If we subtract the two functions it gives us a new non-constant linear function: $$f(x,y) = |f(x)-f(y)|=|c\cdot x| - |c\cdot y|$$
This can be reduced to the formula: $$f(x,y) = |f(x)-f(y)|=c\cdot |x-y|$$ which is the formula of a dilation of reals. Thus we have shown a non-constant linear function is a dilation.
$2.$ Now this can be reversed to show that every dilation is a non-constant linear function.

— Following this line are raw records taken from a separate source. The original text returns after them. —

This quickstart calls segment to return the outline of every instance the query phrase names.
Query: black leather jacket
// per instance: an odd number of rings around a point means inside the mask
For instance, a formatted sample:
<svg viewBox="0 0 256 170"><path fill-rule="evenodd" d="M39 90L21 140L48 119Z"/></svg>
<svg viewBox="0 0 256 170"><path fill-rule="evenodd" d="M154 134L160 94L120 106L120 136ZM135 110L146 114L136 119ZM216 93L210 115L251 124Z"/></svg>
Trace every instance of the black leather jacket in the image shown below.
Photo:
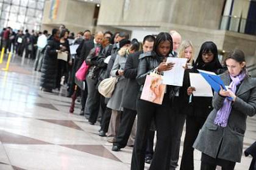
<svg viewBox="0 0 256 170"><path fill-rule="evenodd" d="M141 86L140 93L138 97L140 97L147 75L154 71L154 69L158 67L163 62L164 57L158 56L155 52L151 52L143 53L140 55L140 61L138 67L138 74L136 78L138 84ZM179 90L179 87L174 86L166 86L166 93L172 101L176 93Z"/></svg>
<svg viewBox="0 0 256 170"><path fill-rule="evenodd" d="M153 72L154 69L159 66L163 59L163 57L157 56L154 52L144 53L140 55L138 73L136 78L139 85L144 84L147 75Z"/></svg>

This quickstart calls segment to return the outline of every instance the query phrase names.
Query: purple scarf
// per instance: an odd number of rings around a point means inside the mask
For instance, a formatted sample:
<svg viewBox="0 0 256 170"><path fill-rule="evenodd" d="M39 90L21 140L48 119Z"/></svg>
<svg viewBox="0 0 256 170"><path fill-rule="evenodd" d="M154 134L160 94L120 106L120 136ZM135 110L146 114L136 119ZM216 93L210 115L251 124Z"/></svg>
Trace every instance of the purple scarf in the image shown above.
<svg viewBox="0 0 256 170"><path fill-rule="evenodd" d="M232 80L230 84L229 84L229 89L235 93L236 90L236 86L241 83L241 81L246 77L246 73L243 72L236 76L232 76L230 75L230 78ZM227 124L227 120L229 120L229 115L231 111L231 103L232 101L229 100L227 97L225 98L222 107L218 110L217 115L215 117L214 123L216 125L225 127Z"/></svg>

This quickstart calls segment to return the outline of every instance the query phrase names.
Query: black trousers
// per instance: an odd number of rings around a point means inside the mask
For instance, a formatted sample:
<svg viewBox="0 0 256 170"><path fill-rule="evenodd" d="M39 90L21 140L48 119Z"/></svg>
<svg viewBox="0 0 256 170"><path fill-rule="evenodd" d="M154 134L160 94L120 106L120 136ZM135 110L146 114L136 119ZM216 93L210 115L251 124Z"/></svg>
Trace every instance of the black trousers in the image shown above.
<svg viewBox="0 0 256 170"><path fill-rule="evenodd" d="M146 148L145 157L153 157L154 155L154 138L155 138L155 131L149 130L148 135L147 146Z"/></svg>
<svg viewBox="0 0 256 170"><path fill-rule="evenodd" d="M137 112L136 110L124 107L124 111L121 116L119 129L113 145L118 146L121 148L126 147L137 114Z"/></svg>
<svg viewBox="0 0 256 170"><path fill-rule="evenodd" d="M62 59L58 59L57 75L56 80L56 88L60 88L62 76L66 73L67 63ZM66 76L66 75L65 75Z"/></svg>
<svg viewBox="0 0 256 170"><path fill-rule="evenodd" d="M180 170L194 169L194 148L193 144L206 118L187 116L186 135L185 135Z"/></svg>
<svg viewBox="0 0 256 170"><path fill-rule="evenodd" d="M179 100L174 99L174 104L172 105L172 116L174 119L174 131L175 135L172 137L171 152L170 166L172 168L178 166L178 161L180 154L180 138L182 135L183 127L186 119L186 115L182 112L182 108L179 107L180 103Z"/></svg>
<svg viewBox="0 0 256 170"><path fill-rule="evenodd" d="M221 170L233 170L235 168L235 163L226 165L221 166ZM215 170L216 164L212 164L208 162L201 162L201 170Z"/></svg>
<svg viewBox="0 0 256 170"><path fill-rule="evenodd" d="M107 107L101 118L101 131L103 131L105 133L108 131L112 111L111 109Z"/></svg>
<svg viewBox="0 0 256 170"><path fill-rule="evenodd" d="M155 118L157 142L151 170L167 170L171 158L171 138L172 134L171 101L165 96L162 105L137 100L138 123L132 152L131 170L144 170L146 144L152 119Z"/></svg>
<svg viewBox="0 0 256 170"><path fill-rule="evenodd" d="M93 80L87 76L86 82L88 87L88 96L87 100L87 105L89 112L89 121L96 123L99 110L99 103L101 95L96 88L97 81Z"/></svg>
<svg viewBox="0 0 256 170"><path fill-rule="evenodd" d="M87 95L88 95L87 84L86 81L85 81L85 89L84 90L81 89L82 110L84 110L84 111L85 111L86 100L87 99Z"/></svg>

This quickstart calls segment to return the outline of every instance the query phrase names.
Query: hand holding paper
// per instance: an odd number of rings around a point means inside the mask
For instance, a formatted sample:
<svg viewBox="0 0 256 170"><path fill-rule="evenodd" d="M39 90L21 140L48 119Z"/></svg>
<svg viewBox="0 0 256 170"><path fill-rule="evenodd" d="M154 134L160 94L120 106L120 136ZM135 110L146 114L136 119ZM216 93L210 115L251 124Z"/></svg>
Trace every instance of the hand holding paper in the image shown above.
<svg viewBox="0 0 256 170"><path fill-rule="evenodd" d="M211 86L200 73L190 73L190 79L192 87L187 90L188 95L193 93L194 96L197 97L213 96Z"/></svg>
<svg viewBox="0 0 256 170"><path fill-rule="evenodd" d="M187 63L187 58L168 57L166 63L171 64L172 69L163 72L163 83L168 85L182 86L184 76L184 68ZM173 64L175 63L175 64Z"/></svg>

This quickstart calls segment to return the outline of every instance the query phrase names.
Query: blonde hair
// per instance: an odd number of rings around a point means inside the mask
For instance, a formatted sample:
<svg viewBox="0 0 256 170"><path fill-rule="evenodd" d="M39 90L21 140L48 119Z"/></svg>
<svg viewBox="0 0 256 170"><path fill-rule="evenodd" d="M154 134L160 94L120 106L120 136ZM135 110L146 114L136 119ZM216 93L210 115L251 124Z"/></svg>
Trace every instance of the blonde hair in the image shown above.
<svg viewBox="0 0 256 170"><path fill-rule="evenodd" d="M190 64L192 64L193 59L194 59L194 46L193 46L191 41L189 40L184 40L181 43L180 47L179 48L179 50L178 50L179 52L178 57L185 58L185 50L189 47L191 47L191 49L192 49L192 55L191 55L191 58L190 59L189 63Z"/></svg>

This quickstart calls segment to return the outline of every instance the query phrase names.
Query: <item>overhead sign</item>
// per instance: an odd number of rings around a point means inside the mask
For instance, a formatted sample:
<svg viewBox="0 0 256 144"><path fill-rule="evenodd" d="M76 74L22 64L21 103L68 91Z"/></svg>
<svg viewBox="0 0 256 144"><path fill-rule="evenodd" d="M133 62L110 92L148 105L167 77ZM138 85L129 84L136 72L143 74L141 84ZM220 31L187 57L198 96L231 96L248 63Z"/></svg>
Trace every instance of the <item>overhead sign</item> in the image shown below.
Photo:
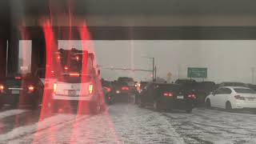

The formula of a dilation is shown as:
$$f(x,y) = |f(x)-f(y)|=c\cdot |x-y|$$
If you distribute the c it gives us the formula: $$f(x,y) = |f(x)-f(y)|=|c\cdot x - c\cdot y|$$ Then split the problem into $f(x)$ and $f(y)$.
Then we get: $f(x)=c\cdot x$ and $f(y)=c\cdot y$, which are both non-constant functions, based on the definition of a constant function.
Thus we have shown that every dilation is a non-constant linear function.
For the first problem, it is not in general true that $|a-b|=|a|-|b|$. Watch out for that. Suppose $f(x)=ax+b$ for some $a\neq 0$ and $b$. Then we will have that $$|f(x)-f(y)|=|ax+b-(ay+b)|=|(ax-ay)+(b-b)|=|a(x-y)|=|a|\cdot|x-y|$$ Thus $f$ is a dilation with dilation constant $|a|$.
Your work on the 2nd problem needs work too. You cannot jump from $|f(x)-f(y)|=|cx-cy|$ to conclude that $f(x)=cx$ and $f(y)=cy$. For example, if $f(x)=cx+b$ and $f(y)=cy+b$ with $b\neq 0$.
Let $f(x)$ be a dilation of $\Bbb R$. It is clear its dilation constant $c$ is positive, for $|f(x)-f(y)|\geq 0$. Consider the function $g(x)=\frac{1}{c}\left(f(x)-f(0)\right)$. Then we have that $g(0)=0$ and for all $x$ we have that $$|g(x)|=|\frac{1}{c}\left(f(x)-f(0)\right)|=\frac{1}{c}|f(x)-f(0)|=\frac{1}{c}\cdot c|x-0|=|x|$$
From this, we can show that $g(x)=x$ or $g(x)=-x$. To go further however, we need to observe that $f$ is continuous, and thus so is $g$. The restriction that $|g(x)|=|x|$ for all $x$ implies that the only way $g$ could not be identically $x$ or $-x$ is if there at least two distinct points (both nonzero) with $g(x)=x$ and $g(y)=-y$. Can you see why this cause a problem with continuity?
Once we know that $g(x)=x$ or $g(x)=-x$, we will then know that $f(x)=\pm cx+f(0)$. And thus $f$ is affine (or linear).